CVE-2024-7774 is a path traversal vulnerability (a security flaw where attackers can access files outside the intended directory) in langchain-ai/langchainjs version 0.2.5 that allows attackers to save, overwrite, read, and delete files anywhere on a system. The vulnerability exists in the `getFullPath` method and related functions because they do not properly filter or validate user input before handling file paths.

A vulnerability exists in the GraphCypherQAChain class of langchain-ai/langchainjs versions 0.2.5 that allows prompt injection (tricking an AI by hiding instructions in its input), which can lead to SQL injection (inserting malicious database commands). This vulnerability could allow attackers to manipulate data, steal sensitive information, delete data to cause service outages, or breach security in systems serving multiple users.

Claude Computer Use is a new AI tool from Anthropic that lets Claude take screenshots and run commands on computers autonomously. The feature carries serious security risks because of prompt injection (tricking an AI by hiding malicious instructions in its input), which could allow attackers to make Claude execute unwanted commands on machines it controls.
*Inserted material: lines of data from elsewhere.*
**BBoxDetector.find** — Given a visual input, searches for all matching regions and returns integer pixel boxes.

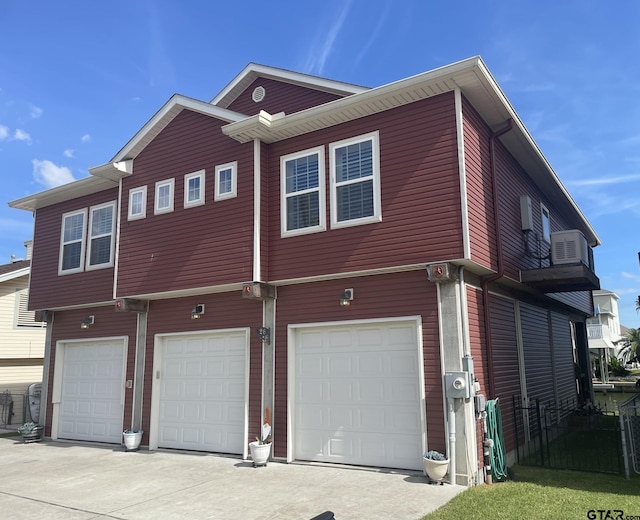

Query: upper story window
[329,131,382,228]
[280,146,326,236]
[58,209,87,274]
[128,186,147,220]
[153,179,175,215]
[184,170,204,208]
[214,161,238,200]
[540,204,551,244]
[87,202,116,269]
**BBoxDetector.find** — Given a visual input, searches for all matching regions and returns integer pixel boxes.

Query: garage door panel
[294,322,422,469]
[57,340,125,443]
[158,331,247,453]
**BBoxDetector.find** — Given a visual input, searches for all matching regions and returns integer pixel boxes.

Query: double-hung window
[329,131,382,228]
[58,209,87,274]
[153,179,175,215]
[214,161,238,200]
[128,186,147,220]
[280,146,326,236]
[87,202,116,270]
[184,170,204,208]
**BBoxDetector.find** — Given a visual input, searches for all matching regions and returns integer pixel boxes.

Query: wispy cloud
[13,128,31,144]
[305,0,352,75]
[567,173,640,186]
[32,159,75,188]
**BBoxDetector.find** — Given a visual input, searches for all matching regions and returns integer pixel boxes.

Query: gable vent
[251,85,267,103]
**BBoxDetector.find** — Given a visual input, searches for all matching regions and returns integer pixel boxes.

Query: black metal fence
[513,397,624,474]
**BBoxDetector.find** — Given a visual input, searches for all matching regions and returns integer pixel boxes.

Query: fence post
[536,399,544,468]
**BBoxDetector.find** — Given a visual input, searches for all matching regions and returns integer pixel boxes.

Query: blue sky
[0,0,640,327]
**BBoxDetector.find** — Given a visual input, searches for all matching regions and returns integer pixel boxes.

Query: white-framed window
[329,131,382,228]
[127,186,147,220]
[87,201,116,270]
[58,208,87,274]
[153,179,175,215]
[540,203,551,244]
[184,170,204,208]
[280,146,327,237]
[215,161,238,200]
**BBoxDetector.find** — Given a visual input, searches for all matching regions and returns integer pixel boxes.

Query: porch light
[340,289,353,307]
[191,303,204,320]
[80,314,95,329]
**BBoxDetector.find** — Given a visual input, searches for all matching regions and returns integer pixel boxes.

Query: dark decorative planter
[20,426,44,443]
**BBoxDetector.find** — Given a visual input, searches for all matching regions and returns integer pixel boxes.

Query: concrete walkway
[0,437,465,520]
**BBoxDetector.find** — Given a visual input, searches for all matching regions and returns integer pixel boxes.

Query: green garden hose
[486,399,507,481]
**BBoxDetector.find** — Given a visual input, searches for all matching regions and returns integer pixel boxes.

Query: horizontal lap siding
[117,110,254,296]
[269,94,463,280]
[228,78,341,115]
[274,271,446,457]
[142,290,262,448]
[29,188,118,310]
[45,306,137,435]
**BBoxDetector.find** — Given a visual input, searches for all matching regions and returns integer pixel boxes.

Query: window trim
[329,130,382,229]
[153,179,176,215]
[540,202,551,244]
[85,200,116,271]
[184,170,206,208]
[280,146,327,237]
[58,208,87,275]
[214,161,238,200]
[127,186,147,220]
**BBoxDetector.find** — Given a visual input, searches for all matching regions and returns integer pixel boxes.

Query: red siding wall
[269,94,463,280]
[29,188,118,310]
[117,110,253,296]
[142,290,262,442]
[463,101,590,311]
[274,271,446,457]
[45,306,137,435]
[228,78,341,115]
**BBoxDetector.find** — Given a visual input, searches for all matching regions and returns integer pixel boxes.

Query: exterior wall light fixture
[191,303,204,320]
[80,314,95,329]
[340,289,353,307]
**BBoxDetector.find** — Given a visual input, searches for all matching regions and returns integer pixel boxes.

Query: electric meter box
[444,372,471,399]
CVE-2024-48142 is a prompt injection vulnerability (a technique where attackers hide malicious instructions in text sent to an AI) in Monica ChatGPT AI Assistant v2.4.0 that lets attackers steal all chat messages between a user and the AI through a specially crafted message.

A prompt injection vulnerability (tricking an AI by hiding instructions in its input) was found in Monica Your AI Copilot v6.3.0, a ChatGPT-powered browser extension. Attackers can exploit this flaw by sending a specially crafted message to access and steal all chat data between the user and the AI assistant, both from past conversations and future ones.